Puis elle s'informa s'il restait de cette soupe qu'il avait préparée. L'elfe lui répondit par l'affirmative et elle lui demanda de préparer à nouveau un plateau, cette fois avec deux bols. Elle était bien décidé à nourrir elle-même Minerva s'il le fallait. Hermione soupira à l'attitude de son ancienne amante, ce qu'elle pouvait être tête de mule lorsqu'elle le voulait.

Hermione attendit patiemment devant la porte de la chambre de Minerva. Cette dernière, certaine qu'il s'agissait de Dobby qui venait de nouveau l'importuner avec son idée saugrenue qu'elle devait manger un peu, l'envoya paître. La jeune femme s'attendait à ce genre d'accueil et avait déjà en main sa baguette magique. Se souvenait clairement de l'incantation qu'avait l'habitude d'utiliser jadis Minerva sur ses appartements, elle prononça le contre sort et fut récompensée par un petit déclic sonore. Un petit sourire victorieux apparut aux lèvres d'Hermione qui entra avec précaution dans la chambre, évitant au dernier moment un oreiller lancé avec force par Minerva qui était certaine de trouver Dobby et non pas la jeune Granger.

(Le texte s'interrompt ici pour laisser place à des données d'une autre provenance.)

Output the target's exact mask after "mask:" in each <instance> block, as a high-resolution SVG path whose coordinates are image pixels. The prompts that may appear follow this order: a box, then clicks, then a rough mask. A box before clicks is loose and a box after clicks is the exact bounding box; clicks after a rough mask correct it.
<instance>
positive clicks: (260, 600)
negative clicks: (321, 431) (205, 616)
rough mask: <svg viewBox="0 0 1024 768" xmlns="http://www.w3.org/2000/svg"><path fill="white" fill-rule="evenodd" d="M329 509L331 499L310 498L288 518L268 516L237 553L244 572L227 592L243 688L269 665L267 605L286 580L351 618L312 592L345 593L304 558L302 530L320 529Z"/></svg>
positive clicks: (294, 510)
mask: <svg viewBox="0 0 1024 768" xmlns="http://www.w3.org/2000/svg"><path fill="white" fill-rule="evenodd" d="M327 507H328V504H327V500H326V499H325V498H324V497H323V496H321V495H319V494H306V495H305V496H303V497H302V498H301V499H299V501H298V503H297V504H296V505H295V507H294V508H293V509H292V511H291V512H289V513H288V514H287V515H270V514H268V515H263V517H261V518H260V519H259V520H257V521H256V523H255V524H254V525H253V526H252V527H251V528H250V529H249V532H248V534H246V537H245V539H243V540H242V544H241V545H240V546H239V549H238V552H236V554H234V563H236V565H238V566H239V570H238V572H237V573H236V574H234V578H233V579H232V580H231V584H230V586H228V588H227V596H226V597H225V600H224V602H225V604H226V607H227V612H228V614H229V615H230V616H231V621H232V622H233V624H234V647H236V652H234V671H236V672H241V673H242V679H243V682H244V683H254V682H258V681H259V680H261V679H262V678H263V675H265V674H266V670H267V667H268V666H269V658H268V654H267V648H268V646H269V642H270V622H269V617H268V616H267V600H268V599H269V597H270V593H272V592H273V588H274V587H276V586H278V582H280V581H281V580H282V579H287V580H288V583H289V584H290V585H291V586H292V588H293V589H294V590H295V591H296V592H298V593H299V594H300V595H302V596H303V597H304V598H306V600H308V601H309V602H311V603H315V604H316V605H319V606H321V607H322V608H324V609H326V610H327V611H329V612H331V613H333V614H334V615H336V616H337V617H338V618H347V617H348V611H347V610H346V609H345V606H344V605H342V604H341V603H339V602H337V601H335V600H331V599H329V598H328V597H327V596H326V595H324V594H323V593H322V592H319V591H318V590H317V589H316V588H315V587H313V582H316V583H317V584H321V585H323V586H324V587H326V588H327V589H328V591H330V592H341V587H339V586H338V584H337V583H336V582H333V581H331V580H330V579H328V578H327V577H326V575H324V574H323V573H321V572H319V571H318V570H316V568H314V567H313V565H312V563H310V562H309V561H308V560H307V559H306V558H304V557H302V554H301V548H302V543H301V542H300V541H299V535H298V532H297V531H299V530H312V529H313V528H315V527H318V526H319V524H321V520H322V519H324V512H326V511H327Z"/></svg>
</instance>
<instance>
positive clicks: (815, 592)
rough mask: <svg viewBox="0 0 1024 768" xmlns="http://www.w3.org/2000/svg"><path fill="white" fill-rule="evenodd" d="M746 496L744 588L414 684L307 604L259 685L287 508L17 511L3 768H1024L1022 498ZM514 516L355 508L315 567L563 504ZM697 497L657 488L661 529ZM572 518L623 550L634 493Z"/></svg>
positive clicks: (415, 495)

« Hermione… » murmura Minerva visiblement surprise et nerveuse.

La jeune femme s'approcha, ayant revêtu son air déterminé, ce qui fit prendre conscience à Minerva qu'elle s'en sortirait pas aussi facilement cette fois. Une douce tempête couvait en la personne de la psychanalyste et l'ancienne enseignante savait qu'elle n'y échapperait pas.

Calculant rapidement ses options, Minerva décida d'accepter de manger un peu, ainsi elle s'achetait du temps sur la tempête à venir et avait l'espoir de calmer un peu Hermione. Peine perdue, il y avait quelque chose dans le regard de la jeune femme qui indiquait qu'elles allaient avoir une discussion, là, maintenant et qu'Hermione n'attendait rien de moins que de régler leur conflit.

Hermione avait spécifié plus tôt qu'elle venait en tant qu'Hermione Granger, non pas le docteur Granger. Malheureusement pour Minerva, c'est justement cette Hermione qu'elle craignait le plus. Le docteur écoutait, proposait des alternatives, tandis que la jeune femme pouvait laisser parler ses émotions, ressentir toutes une gamme de sentiment que la professionnelle en elle n'aurait jamais osée. Cette perspective effrayait McGonagall qui pourtant soupira et fit signe à la jeune femme qu'elle était prête à subir l'assaut.

Une joute orale se tiendra dans cette chambre. Hermione ne quitterait que lorsqu'elle aurait l'assurance que tout avait été mis au clair, pas avant. Il était temps que quelqu'un brasse un peu Minerva, pour tenter de la sortir de ce cercle infernal dans lequel elle s'était elle-même enfermée cinq ans auparavant.